I regret to inform you that yesterday, a senior editor of Roget’s Thesaurus assumed room temperature, bit the dust, bought the farm, breathed his last, came to the end of the road, cashed in his chips, cooled off, croaked, deep sixed, expired, gave up the ghost, headed for the hearse, headed for the last roundup, kicked off, kicked the bucket, lay down one last time, lay with the lilies, left this mortal plain, met his maker, met Mr.
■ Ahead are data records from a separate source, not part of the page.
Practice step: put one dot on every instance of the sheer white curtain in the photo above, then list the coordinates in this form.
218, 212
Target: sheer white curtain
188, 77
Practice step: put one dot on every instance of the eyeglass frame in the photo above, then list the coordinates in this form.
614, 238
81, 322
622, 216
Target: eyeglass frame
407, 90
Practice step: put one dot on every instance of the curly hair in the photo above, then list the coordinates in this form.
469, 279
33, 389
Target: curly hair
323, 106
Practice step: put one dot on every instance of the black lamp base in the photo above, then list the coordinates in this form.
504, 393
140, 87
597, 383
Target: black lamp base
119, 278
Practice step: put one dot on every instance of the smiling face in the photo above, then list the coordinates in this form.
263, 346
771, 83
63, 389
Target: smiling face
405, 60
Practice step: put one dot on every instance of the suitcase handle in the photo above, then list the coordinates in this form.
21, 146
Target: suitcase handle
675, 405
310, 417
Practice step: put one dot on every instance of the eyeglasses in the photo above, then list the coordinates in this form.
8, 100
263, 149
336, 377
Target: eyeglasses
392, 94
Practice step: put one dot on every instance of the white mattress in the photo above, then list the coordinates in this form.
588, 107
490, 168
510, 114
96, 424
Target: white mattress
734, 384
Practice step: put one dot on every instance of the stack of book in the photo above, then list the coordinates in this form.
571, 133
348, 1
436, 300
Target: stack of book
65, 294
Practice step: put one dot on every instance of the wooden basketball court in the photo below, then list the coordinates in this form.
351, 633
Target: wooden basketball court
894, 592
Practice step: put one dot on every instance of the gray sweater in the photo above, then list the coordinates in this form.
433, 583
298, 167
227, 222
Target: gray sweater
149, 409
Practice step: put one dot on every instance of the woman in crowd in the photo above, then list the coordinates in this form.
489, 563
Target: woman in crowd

Jordan, passed away, passed in his checks, passed on, pegged out, perished, permanently changed his address, pulled the plug, pushed up daisies, returned to dust, slipped his cable, slipped his mortal coil, sprouted wings, took the dirt nap, took the long count, traveled to kingdom come, turned up his toes, went across the creek, went belly up, went to glory, went the way of all flesh, went to his final reward, went west—and, of course, he died.

The opposite of a synonym is an antonym; that is, synonym and antonym are antonyms. Aside from the usual antonymic pairings—black and white, good and bad, rich and poor, fat and thin—antonyms can be formed anagrammatically, in which case they are called antigrams:

cheater/teacher

filled/ill-fed

fluster/restful

listen/silent

marital/martial

Satan/Santa

united/untied

and by deleting internal letters:

animosity/amity

avoid/aid

communicative/mute

courteous/curt

cremate/create

deify/defy

encourage/enrage

exist/exit

feast/fast

friend/fiend

inattentive intent

injured/inured

intimidate/intimate

patriarch/pariah

pest/pet

prurient/pure

resign/reign

resist/rest

spurns/spurs

stray/stay

threat/treat

un-huh/uh-uh

vainglorious/valorous

wonderful/woeful

Now that you know how to transdelete letters from the middle of words, I hope that I no longer intimidate you. Simply remove the id from the middle of intimidate, and the result is intimate.